Awards and highlights
- Super Bowl champion (XI); Unanimous All-American (1975); First-team All-American (1974); 2× First-team All-Big Eight (1974, 1975);

Career NFL statistics
- Games played: 59
- Games started: 2
- Stats at Pro Football Reference

= Rik Bonness =

American football player (born 1954)

Richard Kyes "Rik" Bonness (born March 20, 1954) is an American former professional football player who was linebacker for four seasons in the National Football League (NFL) with the Oakland Raiders and Tampa Bay Buccaneers. He played college football as a center for the Nebraska Cornhuskers, earning consensus All-American honors in 1975.

Born in Borger, Texas, Bonness played high school football at Bellevue High School in Bellevue, Nebraska, a suburb south of Omaha. He graduated in 1972 and then received a scholarship to the University of Nebraska–Lincoln in Lincoln, the two-time defending national champions under head coach Bob Devaney. Bonness and played center for the Conrnhuskers on the offensive line under new head coach Tom Osborne.

Following his senior season in 1975, Bonness was a consensus first-team All-American, having received first-team honors from Associated Press (AP), United Press International (UPI), Walter Camp Football Foundation (WCFF), American Football Coaches Association (AFCA), Football Writers Association of America (FWAA), and Football News.
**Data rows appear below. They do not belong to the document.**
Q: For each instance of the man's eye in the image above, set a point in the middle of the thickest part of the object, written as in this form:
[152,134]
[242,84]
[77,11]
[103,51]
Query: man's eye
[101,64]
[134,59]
The Oakland Raiders chose Bonness in the third round of the 1976 NFL draft (84th overall). He played linebacker as a pro and appeared in 59 games across four seasons for the Raiders, Tampa Bay Buccaneers (–) and New York Giants. He saw no regular season action in 1980.

During his rookie season, the Raiders won Super Bowl XI in January 1977.